The above institutions reflect the national need for the gradual dissolution of ethnic divisions. There is no guarantee that the institutions outlined above will actually result in what is argued: while I conjecture that two separate groups of coalitions would be created for electing the president (broad) and for electing the PR national legislators (fragmented), Rwanda could instead create a rigid two-party system, from which it would be difficult to break. Horowitz demonstrates through Guyana’s unsuccessful attempts to maximize both representation and fragmentation, that PR cannot split a “result already entrenched in the party system” (558).
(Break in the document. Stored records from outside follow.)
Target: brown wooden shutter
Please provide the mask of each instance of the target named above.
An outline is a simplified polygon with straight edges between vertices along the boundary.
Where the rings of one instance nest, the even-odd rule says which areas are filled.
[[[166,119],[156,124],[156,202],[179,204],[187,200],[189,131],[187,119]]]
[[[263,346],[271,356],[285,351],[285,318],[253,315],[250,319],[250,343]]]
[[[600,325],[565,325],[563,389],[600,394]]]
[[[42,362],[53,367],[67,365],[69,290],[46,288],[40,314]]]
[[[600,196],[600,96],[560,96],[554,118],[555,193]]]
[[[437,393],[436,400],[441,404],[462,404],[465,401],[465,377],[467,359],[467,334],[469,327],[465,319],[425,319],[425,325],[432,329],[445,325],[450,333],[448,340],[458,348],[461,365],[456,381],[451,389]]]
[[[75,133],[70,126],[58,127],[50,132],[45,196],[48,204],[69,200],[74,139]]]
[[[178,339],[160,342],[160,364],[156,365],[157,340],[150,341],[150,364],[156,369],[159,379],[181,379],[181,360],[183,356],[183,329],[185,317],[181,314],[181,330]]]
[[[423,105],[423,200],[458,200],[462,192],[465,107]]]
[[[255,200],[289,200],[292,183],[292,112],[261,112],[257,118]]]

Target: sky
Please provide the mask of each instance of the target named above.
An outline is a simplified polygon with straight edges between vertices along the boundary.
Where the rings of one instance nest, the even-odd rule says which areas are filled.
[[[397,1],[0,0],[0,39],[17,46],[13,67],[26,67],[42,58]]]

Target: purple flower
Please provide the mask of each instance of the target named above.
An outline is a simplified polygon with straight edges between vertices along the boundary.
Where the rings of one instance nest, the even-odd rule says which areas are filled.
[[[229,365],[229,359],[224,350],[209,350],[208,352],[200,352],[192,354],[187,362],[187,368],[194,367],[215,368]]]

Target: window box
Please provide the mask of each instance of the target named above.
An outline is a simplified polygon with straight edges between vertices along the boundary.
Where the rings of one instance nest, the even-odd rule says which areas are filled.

On the other hand, though presidential seats tend to concentrate power, the preferential voting scheme (still novel) may incentivize the fragmentation of power because everyone gets a vote, making the president’s coalitions less broad, perhaps in unexpected ways.

The system does, however, create incentives for cross-cutting allegiances, multiple points of power, and fluidity, which in turn promotes fair representation and moderation. Moreover, the constitutional arrangements provide for a sharing of power between president and prime minister that is optimal for effective government under circumstances of multipartism. Indeed, as it is hoped with the forgoing, Rwanda may find that the very types of constitutional institutions which can be pointed to as the source of the Hutu-Tutsi division may someday be pointed to for its solution.

* These are adapted in part from Donald Horowitz’s recommendations in Ethnic Groups in Conflict (1985), course book pages 542 and 549.